Even if a person votes against both, they still have the opportunity to choose between the two.
Should either measure pass, Hudak said, "it would signal a pretty significant change in politics around cannabis in the South in a way we really haven't had a good test of yet."
End of the road for legalization via ballot measure?
Advocates say they first pursued the piecemeal ballot measure process to legalize cannabis because it has been easier than navigating the time-consuming efforts in state legislatures. But they're running out of states that use ballot measures to shape public policy, Hudak said.

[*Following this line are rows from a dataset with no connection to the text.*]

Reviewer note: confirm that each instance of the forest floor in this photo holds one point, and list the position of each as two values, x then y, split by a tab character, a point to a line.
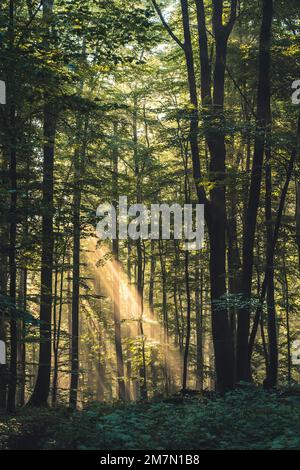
244	419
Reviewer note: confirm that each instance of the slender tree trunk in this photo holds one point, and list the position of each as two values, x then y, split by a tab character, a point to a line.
116	277
11	398
263	112
42	386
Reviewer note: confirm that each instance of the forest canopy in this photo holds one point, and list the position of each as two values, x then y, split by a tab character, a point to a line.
185	102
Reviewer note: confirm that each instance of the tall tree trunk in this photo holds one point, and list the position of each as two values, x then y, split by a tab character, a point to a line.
11	398
116	277
263	112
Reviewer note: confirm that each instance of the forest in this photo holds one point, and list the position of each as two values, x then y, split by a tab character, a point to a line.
131	341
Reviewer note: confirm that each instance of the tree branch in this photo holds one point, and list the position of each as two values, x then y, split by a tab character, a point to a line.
166	25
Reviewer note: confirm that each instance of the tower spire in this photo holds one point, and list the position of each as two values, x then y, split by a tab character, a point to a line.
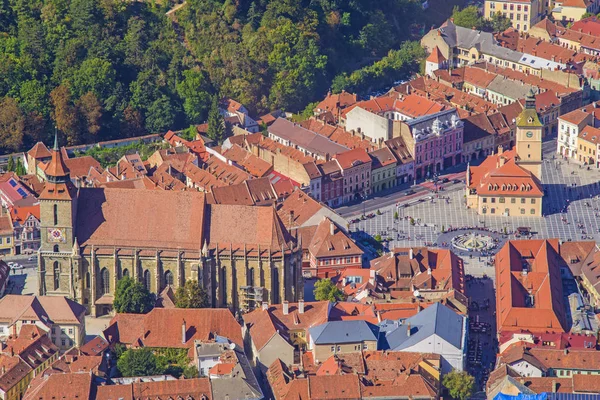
55	148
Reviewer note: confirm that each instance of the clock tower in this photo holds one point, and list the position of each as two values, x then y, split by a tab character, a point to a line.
57	215
529	138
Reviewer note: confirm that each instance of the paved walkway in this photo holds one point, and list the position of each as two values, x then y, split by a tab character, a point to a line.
569	188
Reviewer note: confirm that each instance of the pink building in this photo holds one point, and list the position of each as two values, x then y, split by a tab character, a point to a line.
356	170
438	141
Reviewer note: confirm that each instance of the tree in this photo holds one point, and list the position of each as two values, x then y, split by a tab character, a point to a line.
460	384
468	17
160	116
20	168
191	295
196	98
326	290
64	114
11	164
131	123
91	111
216	122
12	125
138	362
132	297
500	23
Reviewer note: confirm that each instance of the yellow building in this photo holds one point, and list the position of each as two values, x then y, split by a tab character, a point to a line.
509	183
522	14
22	359
6	233
588	146
573	10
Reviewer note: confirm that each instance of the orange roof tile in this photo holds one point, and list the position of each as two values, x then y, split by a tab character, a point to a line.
436	56
530	300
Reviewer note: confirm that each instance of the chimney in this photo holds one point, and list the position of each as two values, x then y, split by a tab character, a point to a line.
286	307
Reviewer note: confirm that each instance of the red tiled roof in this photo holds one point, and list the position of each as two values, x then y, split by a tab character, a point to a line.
352	158
499	174
530	300
330	241
575	117
590	134
39	151
162	327
436	56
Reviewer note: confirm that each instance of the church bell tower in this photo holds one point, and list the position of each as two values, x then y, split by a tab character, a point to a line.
529	138
57	215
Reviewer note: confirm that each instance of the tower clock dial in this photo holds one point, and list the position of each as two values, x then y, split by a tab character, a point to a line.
55	235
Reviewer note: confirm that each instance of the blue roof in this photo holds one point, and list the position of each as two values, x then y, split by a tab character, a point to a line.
344	332
436	319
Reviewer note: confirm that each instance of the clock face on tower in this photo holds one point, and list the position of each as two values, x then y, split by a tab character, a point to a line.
55	235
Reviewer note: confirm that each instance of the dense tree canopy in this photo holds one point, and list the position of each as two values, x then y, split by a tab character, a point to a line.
132	297
191	295
106	69
326	290
460	384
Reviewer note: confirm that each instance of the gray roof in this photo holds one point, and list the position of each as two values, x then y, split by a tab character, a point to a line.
510	88
433	124
304	138
242	385
436	319
344	332
484	42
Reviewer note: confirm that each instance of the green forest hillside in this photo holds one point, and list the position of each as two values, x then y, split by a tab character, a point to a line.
103	69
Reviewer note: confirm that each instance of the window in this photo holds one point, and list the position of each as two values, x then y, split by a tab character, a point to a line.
147	279
56	275
104	281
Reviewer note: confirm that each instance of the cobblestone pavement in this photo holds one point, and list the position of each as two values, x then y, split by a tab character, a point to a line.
569	187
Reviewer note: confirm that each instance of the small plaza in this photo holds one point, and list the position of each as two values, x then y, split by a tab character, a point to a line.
571	212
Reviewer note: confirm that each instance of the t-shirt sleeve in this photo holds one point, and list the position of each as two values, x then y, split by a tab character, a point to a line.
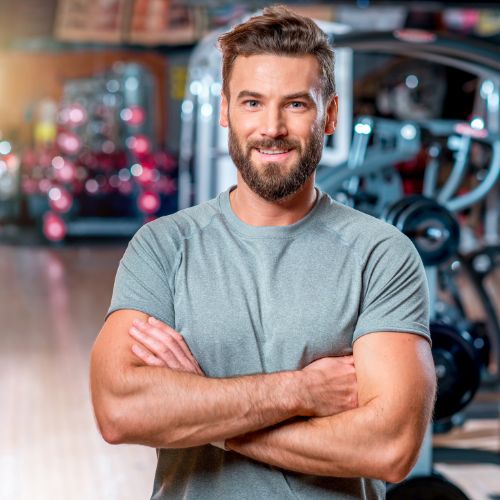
395	295
144	278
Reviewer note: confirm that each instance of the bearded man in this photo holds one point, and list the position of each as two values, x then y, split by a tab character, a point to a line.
270	343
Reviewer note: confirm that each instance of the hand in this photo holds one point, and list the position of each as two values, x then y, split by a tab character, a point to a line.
330	386
161	345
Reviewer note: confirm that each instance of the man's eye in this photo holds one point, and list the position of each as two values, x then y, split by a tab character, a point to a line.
251	103
297	105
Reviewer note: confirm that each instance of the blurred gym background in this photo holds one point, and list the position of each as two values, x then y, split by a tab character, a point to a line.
108	119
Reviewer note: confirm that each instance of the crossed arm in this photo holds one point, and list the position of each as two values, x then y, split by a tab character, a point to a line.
165	401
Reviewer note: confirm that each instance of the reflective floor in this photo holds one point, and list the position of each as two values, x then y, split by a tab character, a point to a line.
52	304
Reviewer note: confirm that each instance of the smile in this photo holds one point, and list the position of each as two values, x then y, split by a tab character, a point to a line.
275	154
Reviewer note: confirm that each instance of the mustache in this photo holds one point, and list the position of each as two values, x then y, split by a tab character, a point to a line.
274	143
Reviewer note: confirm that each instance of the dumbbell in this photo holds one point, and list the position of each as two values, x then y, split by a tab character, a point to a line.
431	227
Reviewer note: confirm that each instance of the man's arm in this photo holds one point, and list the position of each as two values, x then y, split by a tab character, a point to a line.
379	439
163	407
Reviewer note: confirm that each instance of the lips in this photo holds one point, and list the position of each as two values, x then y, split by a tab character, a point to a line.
273	151
273	154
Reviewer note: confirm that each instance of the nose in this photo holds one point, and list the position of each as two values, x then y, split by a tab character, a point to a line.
273	123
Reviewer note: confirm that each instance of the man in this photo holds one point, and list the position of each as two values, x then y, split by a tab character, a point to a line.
235	325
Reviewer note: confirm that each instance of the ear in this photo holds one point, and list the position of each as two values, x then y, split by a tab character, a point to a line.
331	116
224	111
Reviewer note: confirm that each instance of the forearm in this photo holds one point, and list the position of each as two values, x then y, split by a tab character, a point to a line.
356	443
165	408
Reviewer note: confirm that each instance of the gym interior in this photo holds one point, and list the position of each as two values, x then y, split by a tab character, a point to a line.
109	119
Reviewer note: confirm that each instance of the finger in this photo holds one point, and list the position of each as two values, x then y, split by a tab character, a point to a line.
158	348
146	356
180	342
171	343
177	336
347	359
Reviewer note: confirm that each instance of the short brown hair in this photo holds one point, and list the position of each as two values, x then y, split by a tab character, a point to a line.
278	31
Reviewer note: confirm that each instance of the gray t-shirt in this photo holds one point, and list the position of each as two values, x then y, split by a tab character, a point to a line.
253	299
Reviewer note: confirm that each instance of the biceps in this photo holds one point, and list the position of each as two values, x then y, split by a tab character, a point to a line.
398	369
111	353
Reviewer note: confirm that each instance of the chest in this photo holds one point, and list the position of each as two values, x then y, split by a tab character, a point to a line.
254	307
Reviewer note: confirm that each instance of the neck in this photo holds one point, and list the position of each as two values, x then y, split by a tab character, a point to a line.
255	211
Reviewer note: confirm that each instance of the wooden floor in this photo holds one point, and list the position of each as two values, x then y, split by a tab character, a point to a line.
52	304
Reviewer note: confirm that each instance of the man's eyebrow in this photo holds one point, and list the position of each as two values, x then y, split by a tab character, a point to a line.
249	93
297	95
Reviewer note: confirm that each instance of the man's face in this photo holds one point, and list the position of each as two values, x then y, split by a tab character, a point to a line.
277	120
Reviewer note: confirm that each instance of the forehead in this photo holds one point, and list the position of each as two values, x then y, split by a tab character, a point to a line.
272	74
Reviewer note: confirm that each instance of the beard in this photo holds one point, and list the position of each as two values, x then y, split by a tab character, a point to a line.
272	181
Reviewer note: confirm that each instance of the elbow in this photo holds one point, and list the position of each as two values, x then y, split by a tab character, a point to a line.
399	462
110	421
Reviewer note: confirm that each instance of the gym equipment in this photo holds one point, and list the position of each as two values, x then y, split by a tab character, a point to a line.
458	368
102	174
431	227
433	487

Just 26 states have initiative or veto referendum processes at the state level. And already, leaders in New York, Pennsylvania, Connecticut and New Mexico are calling for their states to legalize too.
"Conversations are getting more serious," Hudak said. "A lot of progress has been made at the legislative level, even if there's not a lot to show for it."

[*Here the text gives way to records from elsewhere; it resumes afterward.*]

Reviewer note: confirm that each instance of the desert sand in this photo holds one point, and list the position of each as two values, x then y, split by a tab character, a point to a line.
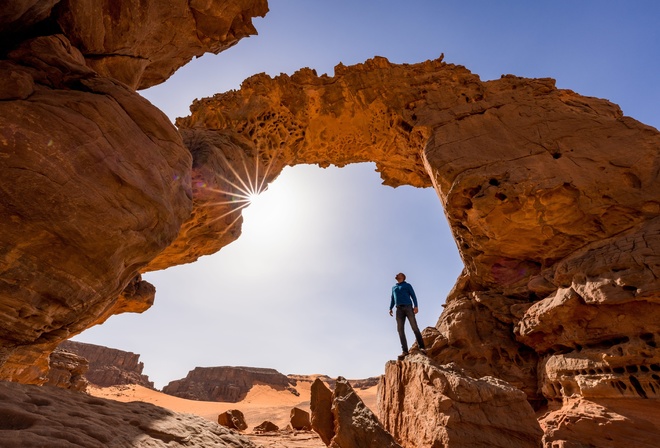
261	403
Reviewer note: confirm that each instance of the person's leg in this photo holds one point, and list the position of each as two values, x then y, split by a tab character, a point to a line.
413	324
400	322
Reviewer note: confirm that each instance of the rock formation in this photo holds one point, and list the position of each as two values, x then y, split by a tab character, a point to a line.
96	181
109	366
232	419
557	225
67	370
352	424
300	420
457	409
552	197
228	384
32	416
266	426
320	404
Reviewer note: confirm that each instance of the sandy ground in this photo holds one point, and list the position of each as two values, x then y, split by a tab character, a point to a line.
261	403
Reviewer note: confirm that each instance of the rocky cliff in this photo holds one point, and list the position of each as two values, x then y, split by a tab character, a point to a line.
553	198
109	366
229	384
96	181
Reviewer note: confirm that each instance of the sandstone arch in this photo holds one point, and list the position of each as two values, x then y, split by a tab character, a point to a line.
553	198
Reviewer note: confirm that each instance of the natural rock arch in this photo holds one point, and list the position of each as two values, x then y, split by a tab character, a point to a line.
553	198
540	186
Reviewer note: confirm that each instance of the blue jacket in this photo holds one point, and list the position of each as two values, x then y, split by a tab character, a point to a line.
402	293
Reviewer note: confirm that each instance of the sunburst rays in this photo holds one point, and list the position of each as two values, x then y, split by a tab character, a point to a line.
243	190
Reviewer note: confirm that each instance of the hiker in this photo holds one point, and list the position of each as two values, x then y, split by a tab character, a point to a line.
403	296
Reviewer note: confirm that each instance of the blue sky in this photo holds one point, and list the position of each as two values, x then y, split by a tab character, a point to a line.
306	287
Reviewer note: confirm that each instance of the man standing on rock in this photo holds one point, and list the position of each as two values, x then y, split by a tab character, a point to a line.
403	296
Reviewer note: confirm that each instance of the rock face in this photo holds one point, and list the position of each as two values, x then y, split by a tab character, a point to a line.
109	366
228	384
457	409
300	420
343	421
552	197
96	181
557	225
32	416
67	370
233	419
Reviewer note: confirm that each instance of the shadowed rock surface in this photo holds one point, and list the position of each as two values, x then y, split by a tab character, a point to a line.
228	384
233	419
556	224
343	421
109	366
67	370
33	416
456	410
552	197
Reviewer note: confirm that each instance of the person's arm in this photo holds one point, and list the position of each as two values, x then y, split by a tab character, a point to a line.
412	295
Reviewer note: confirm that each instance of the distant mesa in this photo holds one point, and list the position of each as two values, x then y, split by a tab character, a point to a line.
226	384
108	366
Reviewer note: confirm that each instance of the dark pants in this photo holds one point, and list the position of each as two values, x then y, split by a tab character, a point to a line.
403	312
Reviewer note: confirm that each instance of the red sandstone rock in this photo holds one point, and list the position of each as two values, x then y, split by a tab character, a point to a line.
300	420
228	384
322	420
266	427
425	404
109	366
602	423
343	421
233	419
142	43
90	195
67	370
33	416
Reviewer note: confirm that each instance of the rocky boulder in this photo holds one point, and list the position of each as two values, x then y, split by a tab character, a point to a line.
353	424
96	183
300	420
266	427
228	384
426	404
233	419
109	366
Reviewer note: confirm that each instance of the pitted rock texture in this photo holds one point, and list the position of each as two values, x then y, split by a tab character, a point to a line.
602	423
552	198
96	182
227	384
456	410
139	43
109	366
33	416
342	419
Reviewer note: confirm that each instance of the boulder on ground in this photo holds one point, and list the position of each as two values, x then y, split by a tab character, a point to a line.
233	419
266	427
343	421
300	420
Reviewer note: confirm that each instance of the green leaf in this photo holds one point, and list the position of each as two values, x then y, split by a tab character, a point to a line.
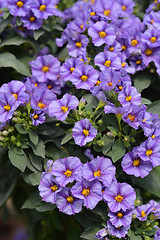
154	107
142	81
16	41
35	178
33	137
18	158
151	183
35	202
38	149
9	60
90	232
67	137
118	150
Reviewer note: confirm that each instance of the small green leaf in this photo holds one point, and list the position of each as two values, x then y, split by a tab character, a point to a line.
18	158
118	150
33	137
67	137
9	60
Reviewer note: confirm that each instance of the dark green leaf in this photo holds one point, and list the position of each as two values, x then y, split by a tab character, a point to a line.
9	60
18	158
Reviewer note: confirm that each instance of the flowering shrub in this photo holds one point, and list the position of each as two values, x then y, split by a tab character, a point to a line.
75	123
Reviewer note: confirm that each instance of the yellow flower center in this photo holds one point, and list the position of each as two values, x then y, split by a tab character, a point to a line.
106	12
119	198
79	44
138	62
128	98
123	8
32	19
97	173
70	199
153	39
92	14
45	68
15	95
35	116
134	42
97	83
136	162
19	4
54	188
123	64
41	105
119	215
68	173
149	152
85	132
148	52
143	214
131	117
7	107
84	78
85	192
107	63
102	34
64	108
72	69
42	8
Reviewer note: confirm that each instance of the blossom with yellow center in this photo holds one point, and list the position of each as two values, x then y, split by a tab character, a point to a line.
68	173
85	192
70	199
85	132
119	198
84	78
128	98
79	44
136	162
41	105
64	108
54	188
153	39
102	34
19	4
7	107
106	12
42	8
45	68
107	63
97	173
149	152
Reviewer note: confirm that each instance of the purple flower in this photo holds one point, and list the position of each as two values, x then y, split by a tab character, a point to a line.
102	32
99	168
119	232
90	192
106	60
18	8
129	95
67	203
143	211
45	67
67	170
38	117
48	188
133	165
150	151
60	108
31	22
83	132
119	196
120	218
84	77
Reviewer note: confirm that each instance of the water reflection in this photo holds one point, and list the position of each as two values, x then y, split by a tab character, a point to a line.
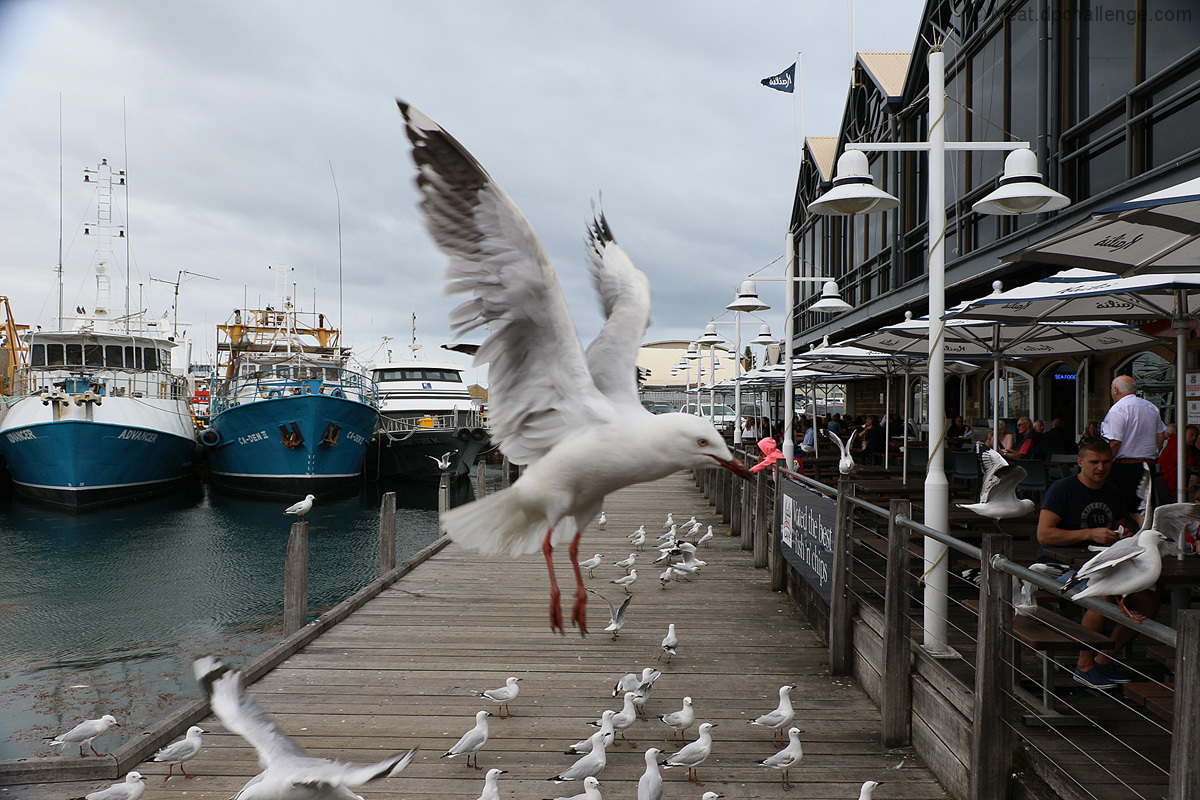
103	612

But Schweich hopes voters' decisions come Election Day will serve as a tipping point toward a national conversation.
"The reason there's a conversation in Congress is because of all of the victories that we've already incurred at the state level," Schweich said. "If we can win in New Jersey, Mississippi, South Dakota, Montana and Arizona, it's going to send a really loud message to Congress that it's time to fix this at the federal level in 2021."
Attitudes have changed
"Marijuana used to represent the counter culture. Now it represents Wall Street in many ways," said Kevin Sabet, co-founder and CEO of Smart Approaches to Marijuana, a national group that opposes legalization. Sabet and his organization support decriminalization of marijuana use, which would end treating the drug as a criminal offense. Currently, 27 states and Washington, DC, have decriminalized cannabis.
"The idea that to not throw people in prison and to decriminalize, you have to make big tobacco rich and commercialize marijuana is unfounded," Sabet said.
As more states have legalized cannabis, tobacco and alcohol companies have made sizable investments in the burgeoning industry. In 2018, Altria, formerly known as Philip Morris, invested $1.8 billion in a Canadian cannabis company. Major US breweries including Anheuser-Busch InBev, Constellation Brands and Molson Coors have invested or partnered with cannabis companies. In October, American beer brewer Pabst Blue Ribbon released a cannabis-infused seltzer for sale in some California dispensaries and online.
"Legalization, no doubt, is going to make a few people very rich," Sabet said. "And it may rescue big tobacco from its long economic demise as well as give big alcohol a new product line."
Hudak says there has been a "market consolidation."
"The fear out there is that there will be a Philip Morris of cannabis, which we don't have," Hudak said. "We shouldn't fear big marijuana, we should fear bad marijuana. The idea that there is a large business operating does not necessarily mean that the outcomes will be bad, and at the same time, simply because a business is small doesn't necessarily mean that it's behaviors will be good."
He added that regulatory systems can help create some guard rails -- and there's more work to do.
"The unfortunate reality right now is that the way the cannabis industry works and states structure their laws, it's a lot easier for a wealthy, white male business man who's had success in another industry to get into the cannabis industry than it is for someone who previously grew in the black market or a person of color of younger person or person of fewer means," Hudak said.